Handling record amounts of data, particle physicists are increasingly relying on international collaboration to secure adequate computing power. The D0 collaboration at the Fermi National Accelerator Laboratory in the US is a case in point. Since the beginning of the Tevatron Collider Run II in March 2001, D0 scientists have recorded more than 1000 million particle collisions. The data fill 10 stacks of CDs as high as the Eiffel Tower - storage cases not included - and the stacks are growing daily.
"The Fermilab farms can process four million events per day," said Mike Diesburg, who manages the Fermilab cluster of 600 PCs for D0. This level of computing power can "handle the daily flow of incoming events".
Yet when the D0 collaboration decided to re-examine the entire set of collision data, encompassing more than 500 terabytes, scientists had to look for computing power beyond Fermilab. For the first time ever, D0 scientists had to send actual collision data - the crown jewels of their experiment - offsite.
"In the past, D0 and other particle-physics collaborations have used remote computing sites to carry out Monte Carlo simulations of their experiments," said D0 scientist Daniel Wicke from the University of Wuppertal, Germany, at Fermilab on sabbatical. "We are now one of the first experiments to process real collision data at remote sites. The effort has opened up many new computing resources for our collaboration. The evaluation of our experience will provide valuable input to the worldwide development of computer Grids."

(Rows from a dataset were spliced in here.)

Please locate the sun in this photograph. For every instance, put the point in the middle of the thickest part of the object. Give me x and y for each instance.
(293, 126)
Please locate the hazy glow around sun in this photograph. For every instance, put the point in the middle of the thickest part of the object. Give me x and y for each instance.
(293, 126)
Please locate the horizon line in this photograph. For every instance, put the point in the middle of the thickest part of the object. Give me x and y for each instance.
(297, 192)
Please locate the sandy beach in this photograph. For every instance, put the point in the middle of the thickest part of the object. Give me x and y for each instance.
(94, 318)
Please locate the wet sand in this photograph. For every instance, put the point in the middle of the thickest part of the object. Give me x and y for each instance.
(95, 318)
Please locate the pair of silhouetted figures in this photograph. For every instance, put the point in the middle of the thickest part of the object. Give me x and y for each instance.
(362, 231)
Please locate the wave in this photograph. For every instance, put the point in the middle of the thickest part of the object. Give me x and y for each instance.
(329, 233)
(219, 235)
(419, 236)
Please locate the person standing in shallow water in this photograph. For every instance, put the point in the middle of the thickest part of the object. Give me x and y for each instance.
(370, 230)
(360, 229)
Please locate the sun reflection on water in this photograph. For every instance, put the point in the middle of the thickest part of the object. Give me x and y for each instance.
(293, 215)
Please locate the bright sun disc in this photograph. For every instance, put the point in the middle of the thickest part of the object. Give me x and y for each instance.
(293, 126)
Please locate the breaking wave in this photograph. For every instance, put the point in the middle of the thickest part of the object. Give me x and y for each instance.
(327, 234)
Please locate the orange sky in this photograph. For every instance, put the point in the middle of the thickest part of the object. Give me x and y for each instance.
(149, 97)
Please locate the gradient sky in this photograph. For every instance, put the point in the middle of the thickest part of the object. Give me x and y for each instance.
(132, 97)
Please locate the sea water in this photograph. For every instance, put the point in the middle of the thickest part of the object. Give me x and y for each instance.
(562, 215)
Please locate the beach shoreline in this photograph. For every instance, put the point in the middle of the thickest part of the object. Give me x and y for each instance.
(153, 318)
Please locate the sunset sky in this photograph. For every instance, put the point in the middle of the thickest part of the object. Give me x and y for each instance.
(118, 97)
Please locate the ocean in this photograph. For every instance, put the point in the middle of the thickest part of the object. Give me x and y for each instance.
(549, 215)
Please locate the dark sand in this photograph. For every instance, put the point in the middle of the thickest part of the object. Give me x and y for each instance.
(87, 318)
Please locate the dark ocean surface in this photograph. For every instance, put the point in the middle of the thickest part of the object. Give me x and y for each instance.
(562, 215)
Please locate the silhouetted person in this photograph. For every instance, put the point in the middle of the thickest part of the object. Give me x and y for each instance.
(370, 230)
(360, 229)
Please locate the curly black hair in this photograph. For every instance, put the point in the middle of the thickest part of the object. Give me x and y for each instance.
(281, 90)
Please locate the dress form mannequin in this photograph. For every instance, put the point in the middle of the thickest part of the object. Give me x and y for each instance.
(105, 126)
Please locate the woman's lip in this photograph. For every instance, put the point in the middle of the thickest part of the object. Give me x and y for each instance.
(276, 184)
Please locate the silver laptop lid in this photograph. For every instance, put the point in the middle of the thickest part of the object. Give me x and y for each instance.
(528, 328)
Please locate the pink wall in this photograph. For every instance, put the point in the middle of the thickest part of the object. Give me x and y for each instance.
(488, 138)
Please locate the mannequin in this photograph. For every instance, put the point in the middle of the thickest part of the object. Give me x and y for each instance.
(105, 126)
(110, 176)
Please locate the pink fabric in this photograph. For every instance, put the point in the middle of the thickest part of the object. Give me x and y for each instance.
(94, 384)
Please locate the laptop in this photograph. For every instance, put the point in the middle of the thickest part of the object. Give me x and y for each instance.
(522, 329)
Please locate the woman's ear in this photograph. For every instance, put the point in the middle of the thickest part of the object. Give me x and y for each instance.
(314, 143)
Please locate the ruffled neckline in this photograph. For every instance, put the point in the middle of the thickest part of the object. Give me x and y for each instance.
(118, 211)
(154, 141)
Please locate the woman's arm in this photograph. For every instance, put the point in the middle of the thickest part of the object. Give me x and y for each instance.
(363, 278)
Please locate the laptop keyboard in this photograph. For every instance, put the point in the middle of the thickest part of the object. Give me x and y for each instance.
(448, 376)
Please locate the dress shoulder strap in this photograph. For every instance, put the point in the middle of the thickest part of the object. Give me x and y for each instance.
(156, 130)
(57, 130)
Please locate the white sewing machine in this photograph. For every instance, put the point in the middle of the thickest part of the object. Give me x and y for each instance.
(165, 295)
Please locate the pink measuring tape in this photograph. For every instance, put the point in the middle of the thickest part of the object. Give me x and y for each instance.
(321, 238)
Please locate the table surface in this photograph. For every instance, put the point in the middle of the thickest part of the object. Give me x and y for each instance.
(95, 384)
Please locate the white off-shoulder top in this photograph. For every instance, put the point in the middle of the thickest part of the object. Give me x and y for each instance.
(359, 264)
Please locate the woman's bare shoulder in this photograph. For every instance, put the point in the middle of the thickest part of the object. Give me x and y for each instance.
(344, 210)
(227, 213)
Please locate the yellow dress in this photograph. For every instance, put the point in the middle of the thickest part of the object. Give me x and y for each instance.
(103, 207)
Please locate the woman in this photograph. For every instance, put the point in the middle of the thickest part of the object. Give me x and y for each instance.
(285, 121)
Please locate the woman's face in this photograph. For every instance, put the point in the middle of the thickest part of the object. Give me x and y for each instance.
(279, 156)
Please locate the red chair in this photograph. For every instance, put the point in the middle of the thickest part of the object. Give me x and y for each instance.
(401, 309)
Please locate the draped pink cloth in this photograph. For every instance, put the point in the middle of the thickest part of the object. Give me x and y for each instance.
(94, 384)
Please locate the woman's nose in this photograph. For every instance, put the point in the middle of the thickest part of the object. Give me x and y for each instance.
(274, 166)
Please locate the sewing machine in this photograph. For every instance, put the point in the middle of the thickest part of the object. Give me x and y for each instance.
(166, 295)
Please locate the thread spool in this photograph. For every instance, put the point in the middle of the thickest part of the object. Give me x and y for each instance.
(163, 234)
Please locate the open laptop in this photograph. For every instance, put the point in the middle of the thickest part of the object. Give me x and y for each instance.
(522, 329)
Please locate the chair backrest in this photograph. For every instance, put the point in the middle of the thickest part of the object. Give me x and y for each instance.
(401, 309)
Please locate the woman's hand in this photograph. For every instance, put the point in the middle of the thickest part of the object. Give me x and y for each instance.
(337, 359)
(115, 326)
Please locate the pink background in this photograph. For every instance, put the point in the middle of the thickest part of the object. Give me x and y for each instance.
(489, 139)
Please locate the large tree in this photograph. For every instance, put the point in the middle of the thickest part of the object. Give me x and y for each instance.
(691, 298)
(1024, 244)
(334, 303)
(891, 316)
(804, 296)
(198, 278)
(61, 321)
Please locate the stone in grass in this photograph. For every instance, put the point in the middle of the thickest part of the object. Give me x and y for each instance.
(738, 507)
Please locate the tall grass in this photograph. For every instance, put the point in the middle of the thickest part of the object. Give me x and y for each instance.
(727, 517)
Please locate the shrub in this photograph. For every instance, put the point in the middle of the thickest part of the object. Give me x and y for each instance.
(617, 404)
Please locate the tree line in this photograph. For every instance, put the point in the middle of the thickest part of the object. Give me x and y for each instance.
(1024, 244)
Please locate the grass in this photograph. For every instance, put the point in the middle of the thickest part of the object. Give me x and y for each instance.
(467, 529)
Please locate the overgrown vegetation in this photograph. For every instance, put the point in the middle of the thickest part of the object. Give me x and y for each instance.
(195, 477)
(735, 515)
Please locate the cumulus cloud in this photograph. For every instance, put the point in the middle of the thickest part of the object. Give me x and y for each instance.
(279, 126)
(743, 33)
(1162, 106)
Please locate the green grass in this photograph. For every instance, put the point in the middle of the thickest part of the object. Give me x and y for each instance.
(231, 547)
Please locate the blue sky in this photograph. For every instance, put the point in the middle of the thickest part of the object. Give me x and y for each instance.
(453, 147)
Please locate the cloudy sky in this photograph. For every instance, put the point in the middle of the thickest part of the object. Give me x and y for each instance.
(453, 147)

The reprocessing of the D0 collision data, coordinated by Diesburg and Wicke, so far involves computing resources in Canada, France, Germany, the Netherlands, the UK and the US. (Many other countries contribute to the computing of simulated D0 data and the analysis of processed data.) From November 2003 to January 2004, D0 groups in each of the six countries used local PC clusters and Grid networks, ranging from 100 to more than 1000 PCs, to reprocess data. The largest amount of offsite computing (36 million collisions) took place at the Centre de Calcul in Lyon, France.
To provide participating centres with data, the D0 collaboration relied on SAM, the Sequential Access Manager, which was developed at Fermilab.
Before the end of the year the D0 collaboration will again begin to reprocess Run II data, old and new, to apply further refined analysis tools. The new round will need even more offsite computing power, providing ample opportunity to develop the Grid further.